This article is dedicated to all transitional shelters across the country that strive to provide help to homeless people who desire to get back on their feet. (I was inspired by Ecclesiastes 3 during this period of mass homelessness.)
It was a time when multi-million dollar homes were being built on the hillside for the affluent members of society, while tarps and tents, cardboard boxes and dense foliage were arranged by the homeless to stave off the wind, rain, and cold.
A time when home prices soared to heights never seen before, while homeless advocates begged for funds to house those who had no place to call home.
A time when low-income housing was built, but the rent was out of reach for those it was intended for.
A time when a few servants of God came together for a common objective, while others walked swiftly by, fearful of being asked to help, annoyed by the thought and sight.
A time when hot meals were served to those who had no food, while others scoffed with resentment.
A time when these servants became a part of a viable solution, while others complained.
A time when the heckler shouted “Get a job!” to a panhandler, while the panhandler wondered where he could go to bathe and clean up for an interview.
A time when a few faithful formed a homeless coalition, while others stopped to take a look and wondered.
A time when a homeless shelter was built, and the onlookers joined together and volunteered their time and resources.
A time when high-tech employment opportunities abounded and the pay scales reigned high, while the homeless were left to ponder who would help them bridge this gap.
A time when employment development took on a new challenge, while homeless coalitions worked feverishly to bridge the gaps of limited housing and community services for those who were desirous of returning to the mainstream of life.
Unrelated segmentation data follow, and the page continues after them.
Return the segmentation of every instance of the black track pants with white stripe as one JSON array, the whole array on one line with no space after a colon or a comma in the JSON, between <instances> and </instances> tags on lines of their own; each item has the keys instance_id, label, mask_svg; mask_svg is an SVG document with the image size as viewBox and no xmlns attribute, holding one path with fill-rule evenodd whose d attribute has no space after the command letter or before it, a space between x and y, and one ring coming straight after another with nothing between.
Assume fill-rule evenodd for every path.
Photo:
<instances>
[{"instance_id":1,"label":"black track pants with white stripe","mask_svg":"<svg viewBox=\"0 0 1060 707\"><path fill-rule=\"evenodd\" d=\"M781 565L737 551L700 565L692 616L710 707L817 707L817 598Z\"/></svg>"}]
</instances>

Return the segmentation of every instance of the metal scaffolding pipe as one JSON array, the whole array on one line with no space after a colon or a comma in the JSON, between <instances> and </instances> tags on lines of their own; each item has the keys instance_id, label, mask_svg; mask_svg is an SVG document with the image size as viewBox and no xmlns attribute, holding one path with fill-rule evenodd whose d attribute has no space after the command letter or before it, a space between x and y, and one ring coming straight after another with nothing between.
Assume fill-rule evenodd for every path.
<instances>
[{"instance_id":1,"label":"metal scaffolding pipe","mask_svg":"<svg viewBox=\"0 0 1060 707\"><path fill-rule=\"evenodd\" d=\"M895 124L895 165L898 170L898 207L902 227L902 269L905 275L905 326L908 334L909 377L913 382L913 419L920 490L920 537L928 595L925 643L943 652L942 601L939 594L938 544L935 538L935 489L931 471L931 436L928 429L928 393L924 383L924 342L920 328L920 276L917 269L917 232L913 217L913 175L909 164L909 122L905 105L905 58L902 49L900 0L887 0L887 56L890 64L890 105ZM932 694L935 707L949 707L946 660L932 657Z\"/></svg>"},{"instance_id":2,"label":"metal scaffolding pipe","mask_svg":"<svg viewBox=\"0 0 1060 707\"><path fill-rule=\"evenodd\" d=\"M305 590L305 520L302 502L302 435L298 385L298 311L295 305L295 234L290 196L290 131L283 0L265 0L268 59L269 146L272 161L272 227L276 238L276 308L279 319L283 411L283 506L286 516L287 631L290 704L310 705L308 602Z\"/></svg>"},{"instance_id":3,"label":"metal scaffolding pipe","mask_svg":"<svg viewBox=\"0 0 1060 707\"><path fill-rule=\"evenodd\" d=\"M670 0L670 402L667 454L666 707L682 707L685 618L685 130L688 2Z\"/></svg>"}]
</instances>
A time when the general public viewed the homeless as lazy, good for nothing hobos, while coalitionists burned the midnight oil in an effort to find a way to bring understanding to the public regarding the new homeless, and who they were.
A time when a few believers came together and said “What can we do?”, while the NIMBY’s (Not In My Backyard) bombarded the police dispatcher with requests like “Remove these people from my doorway,” or, “off my block.”
A time when the panhandler’s awareness was increased from “Brother, can you spare a dollar for coffee?” to “I know where I can get a meal, a bath, and a change of clothes.”
And now, it can be said that this time in the lives of those in need has been made better by the love and hard work of committed workers. Through their efforts, homeless people have both hope and a helping hand, and may no longer see themselves destined to be categorized as hobos or panhandlers as the public has labeled them.
Because of the committed service of volunteers and employees, it is a time when the majority, who formerly saw the homeless through narrow and opaque lenses as castaways, now see them as human beings who are striving to better their plight in life.
To borrow General Stonewall Jackson’s saying during the Civil War: “He who does not see God’s hand in this is blind.”